Yet South, like Collier later, laid to the scene much of the sin of the age.
If we were to judge of the character of women by the comedies of the last half of the seventeenth century, we might conclude that they were all, without exception, either constantly at the play, or constantly wishing to be there. But the Marquis of Halifax, in his Advice to a Daughter, shows that they were only a class. "Some ladies," he says, "are bespoke for merry meetings, as Bessus was for duels. They are engaged in a circle of idleness, where they turn round, for the whole year, without the interruption of a serious hour. They know all the players' names, and are intimately acquainted with all the booths at Bartholomew Fair. The spring, that bringeth out Flies and Fools, maketh them inhabitants in Hyde Park. In the winter, they are an encumbrance to the play-house, and the ballast of the drawing-room."

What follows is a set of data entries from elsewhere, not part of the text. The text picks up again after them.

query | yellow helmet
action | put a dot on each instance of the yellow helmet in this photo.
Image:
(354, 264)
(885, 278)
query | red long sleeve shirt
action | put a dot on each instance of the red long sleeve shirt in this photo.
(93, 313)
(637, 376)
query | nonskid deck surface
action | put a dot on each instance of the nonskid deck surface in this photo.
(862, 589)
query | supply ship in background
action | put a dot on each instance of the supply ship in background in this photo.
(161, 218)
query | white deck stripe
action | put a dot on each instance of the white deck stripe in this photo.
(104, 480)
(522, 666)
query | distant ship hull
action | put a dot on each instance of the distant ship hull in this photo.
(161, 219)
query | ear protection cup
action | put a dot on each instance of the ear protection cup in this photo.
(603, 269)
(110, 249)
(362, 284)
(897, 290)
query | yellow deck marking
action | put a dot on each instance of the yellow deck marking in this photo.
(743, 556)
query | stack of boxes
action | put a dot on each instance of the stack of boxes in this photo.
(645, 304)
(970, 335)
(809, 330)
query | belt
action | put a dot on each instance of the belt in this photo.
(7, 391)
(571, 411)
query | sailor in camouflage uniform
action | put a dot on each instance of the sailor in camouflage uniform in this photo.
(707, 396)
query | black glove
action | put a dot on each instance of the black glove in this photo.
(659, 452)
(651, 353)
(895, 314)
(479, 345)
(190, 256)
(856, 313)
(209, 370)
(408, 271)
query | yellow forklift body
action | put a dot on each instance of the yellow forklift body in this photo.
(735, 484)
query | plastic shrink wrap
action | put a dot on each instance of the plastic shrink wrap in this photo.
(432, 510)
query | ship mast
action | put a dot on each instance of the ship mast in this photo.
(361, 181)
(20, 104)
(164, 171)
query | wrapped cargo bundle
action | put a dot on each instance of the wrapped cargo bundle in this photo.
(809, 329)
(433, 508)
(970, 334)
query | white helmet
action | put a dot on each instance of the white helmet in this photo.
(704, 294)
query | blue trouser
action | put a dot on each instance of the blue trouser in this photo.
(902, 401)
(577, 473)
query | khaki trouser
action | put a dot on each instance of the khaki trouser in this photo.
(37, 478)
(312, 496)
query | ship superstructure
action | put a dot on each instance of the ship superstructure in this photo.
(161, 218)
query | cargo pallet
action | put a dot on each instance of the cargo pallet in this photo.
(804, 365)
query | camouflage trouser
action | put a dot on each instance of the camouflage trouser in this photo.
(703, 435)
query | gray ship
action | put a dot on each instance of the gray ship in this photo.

We may learn how the playhouse, encumbered by the fast ladies of bygone years, stood, and what were the prospects of the stage at this time, by looking into a private epistle. A few lines in a letter from "Mr. Vanbrook" (afterwards Sir John Vanbrugh) to the Earl of Manchester, and written on Christmas Day, 1699, will show the position and hopes of the stage as that century was closing. "Miss Evans," he writes, "the dancer at the new play-house, is dead; a fever slew her in eight and forty hours. She's much lamented by the town, as well as by the house, who can't well bear her loss; matters running very low with 'em this winter. If Congreve's play don't help 'em they are undone. 'Tis a comedy, and will be played about six weeks hence. Nobody has seen it yet." The same letter informs us that Dick Leveridge, the bass singer of Lincoln's Inn Fields Theatre, was tarrying in Ireland, rather than face his creditors in England, and that Dogget (of whom there is no account, during the years 1698, 1699, 1700), had been playing for a week at the above theatre, for the sum of £30! This is the first instance I know of, of the "starring" system; and it is remarkable that the above sum should have been given for six nights' performances, when Betterton's salary did not exceed £5 per week.
The century closed ill for the stage. Congreve's play, "The Way of the World," failed to give it any lustre. Dancers, tumblers, strong men, and quadrupeds, were called in to attract the town; and the Elephant at the Great Mogul, in Fleet Street, "drew" to such an extent that he would have been brought upon the stage, but for the opinion of a master-carpenter, that he would pull the house down. There was an empty treasury at both the theatres. There was ill-management at one, and ill-health (the declining health of Betterton) to mar the other. And so closes the half century.
Note.—In the second edition, after the words, "This is the first instance of the 'starring' system," Dr. Doran adds:—If Dogget was the first star, he was also an early stroller, and head of a strolling company. Each member wore a brocaded waistcoat, rode his own horse, and was everywhere respected, as a gentleman. So says Aston, reminding one of Hamlet's "Then came each actor on his ass."
Steele, in the Tatler (No. 12), speaks of the manager, MacSwiney, as "little King Oberon," who mortgaged his whole empire (the theatre) to Divito (Christopher Rich), whom Steele thus describes: "He has a perfect skill in being unintelligible in discourse, and uncomeatable in business. But he, having no understanding in this polite way, brought in upon us, to get in his money, ladder-dancers, rope-dancers, jugglers, and mountebanks, to strut in the place of Shakspeare's heroes and Jonson's humorists."